HTML5 Web Workers are the web’s answer to multi-threading. They’ve been around for a while now, so are pretty safe to rely on. A Worker is typically initialised by instantiating Worker with the URL of your ‘worker script’:

var myWorker = new Worker('path/to/my/worker.js');

And then you’d interface with the worker via asynchronous message-passing:

// == Within parent page ==
myWorker.postMessage('Did you receive this?');
myWorker.onmessage = function() {
  if (e.data === 'I sure did, friend.') {
    myWorker.postMessage('Cool, I am gonna send you some data, k?');
  }
  // etc.
}
 
// == Within worker ==
self.onmessage = function(e) {
  if (e.data === 'Did you receive this?') {
    self.postMessage('I sure did, friend.');
  }
  // etc.
};

The message-passing code I tend to see in the wild is typically un-abstracted and chaotic. I felt there was some things worth improving in this area so I created operative.

Operative allows you to define worker code inline without having to create specific files and load them separately at runtime. With operative it’s as simple as:

var calculator = operative({
 
  // Any methods defined here are executed within a worker!
 
  doComplexThing: function(a, b, c) {
    // do stuff.
    return result;
  }
 
});
 
// Call method, passing a callback as the last arg:
calculator.doComplexThing(1, 2, 3, function(result) {
  result; // => value returned from within worker
});

Additional benefits include:

  • Debuggability (Blob + Chromium Web Inspector = Pure Bliss)
  • Console debug methods for free (log, warn, debug etc.)
  • Degradability / Progressive Enhancement (It works with no/partial worker support)

Operative’s Degradability

Operative degrades in this order:

(higher is better/cooler)

  • Full Worker via Blob & Structured-Cloning (Ch13+, FF8+, IE11+, Op11.5+, Sf5.1+)
  • Full Worker via Eval & Structured-Cloning (IE10)
  • Full Worker via Blob & JSON marshalling (???)
  • Full Worker via Eval & JSON marshalling (Sf4)
  • No Worker: Regular JS called inline (older browsers = slow)
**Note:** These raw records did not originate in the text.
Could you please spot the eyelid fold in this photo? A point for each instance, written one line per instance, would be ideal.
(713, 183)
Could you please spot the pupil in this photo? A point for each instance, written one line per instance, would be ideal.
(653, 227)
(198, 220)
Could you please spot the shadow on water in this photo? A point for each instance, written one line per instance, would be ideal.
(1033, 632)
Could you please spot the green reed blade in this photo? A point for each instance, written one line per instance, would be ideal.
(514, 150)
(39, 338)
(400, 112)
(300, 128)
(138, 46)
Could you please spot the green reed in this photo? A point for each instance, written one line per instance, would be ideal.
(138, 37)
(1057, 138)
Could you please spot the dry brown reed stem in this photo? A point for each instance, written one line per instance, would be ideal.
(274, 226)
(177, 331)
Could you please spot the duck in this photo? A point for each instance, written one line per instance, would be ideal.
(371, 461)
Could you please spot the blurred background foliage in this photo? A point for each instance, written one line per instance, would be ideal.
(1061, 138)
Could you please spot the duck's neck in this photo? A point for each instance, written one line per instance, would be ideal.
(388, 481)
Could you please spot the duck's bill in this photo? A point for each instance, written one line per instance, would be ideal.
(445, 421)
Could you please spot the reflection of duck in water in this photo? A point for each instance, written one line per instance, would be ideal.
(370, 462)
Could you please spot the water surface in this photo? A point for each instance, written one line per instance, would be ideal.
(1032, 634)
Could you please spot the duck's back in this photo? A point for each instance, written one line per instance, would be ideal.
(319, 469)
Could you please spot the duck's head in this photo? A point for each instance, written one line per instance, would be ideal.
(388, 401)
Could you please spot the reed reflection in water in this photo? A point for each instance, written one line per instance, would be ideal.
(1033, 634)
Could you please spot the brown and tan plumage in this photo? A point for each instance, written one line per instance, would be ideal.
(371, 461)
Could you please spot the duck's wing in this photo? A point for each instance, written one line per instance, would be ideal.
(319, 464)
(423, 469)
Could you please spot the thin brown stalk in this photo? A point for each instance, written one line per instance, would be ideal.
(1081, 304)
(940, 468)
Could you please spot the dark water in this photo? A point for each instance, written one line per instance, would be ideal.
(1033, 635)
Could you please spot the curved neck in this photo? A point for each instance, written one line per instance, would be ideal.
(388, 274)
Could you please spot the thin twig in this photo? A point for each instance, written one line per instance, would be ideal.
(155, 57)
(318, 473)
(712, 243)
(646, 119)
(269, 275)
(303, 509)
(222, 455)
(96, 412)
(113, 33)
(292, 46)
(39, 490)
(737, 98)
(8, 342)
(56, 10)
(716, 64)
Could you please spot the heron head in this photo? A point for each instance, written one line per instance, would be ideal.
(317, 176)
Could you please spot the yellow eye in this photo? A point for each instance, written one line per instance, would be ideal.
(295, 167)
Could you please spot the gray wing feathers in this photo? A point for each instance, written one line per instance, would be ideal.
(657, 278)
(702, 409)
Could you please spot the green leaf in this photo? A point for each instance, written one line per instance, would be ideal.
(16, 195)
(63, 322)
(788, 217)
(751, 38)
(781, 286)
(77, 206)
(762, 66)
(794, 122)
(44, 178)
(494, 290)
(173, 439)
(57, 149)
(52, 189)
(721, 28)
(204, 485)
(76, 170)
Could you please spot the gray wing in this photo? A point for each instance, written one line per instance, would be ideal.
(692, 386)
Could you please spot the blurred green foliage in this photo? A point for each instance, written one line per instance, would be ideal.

Operative will degrade in environments with no Worker support. In such a case the code would execute as regular in-place JavaScript. The calls will still be asynchronous though, not immediate.

Leaky but worth it?

The abstraction that operative offers is somewhat leaky. I see this is an acceptable leakiness. I would hope that anyone using operative understands what’s really happening behind the scenes.

One particular leak is the lack of the native worker APIs, such as importScripts, in the fully-degraded state which runs JavaScript in-place. If you’re just aiming for newer browsers then you can use importScripts to your heart’s content though.

Other leaks are the subtle differences you could encounter between structured-cloning and the degraded JSON-transfer approach. E.g. one understands /regexes/ and the other doesn’t. Operative uses JSON stringify/parse where structured-cloning is unavailable.

Basically, short of creating a new DSL with severely limited possibilities, I very much doubt it’s even possible to create a non-leaky worker abstraction. And I think that’s ok. Operative isn’t perfection. It’s just a tad better and a tad more seamless than the conventional way of utilising workers… And that is sufficient benefit for me to feel okay with using it.

Other options

I wasn’t even going to make operative degradable until Calvin Metcalf mentioned his similar-in-principle communistjs library which does degrade. Seeing it as a possibility I decided to implement JSON-transfer fallbacks and an eval option so that IE10 (the browser of rubbish worker/blob support) could be used.

I suggest checking out both communistjs library and operative if you’re looking to abstract away Worker awkwardness.

Also, watch out, operative is new and potentially buggy. It’s also a bit of an experiment. I’m not even sure this kind of thing is worth abstracting.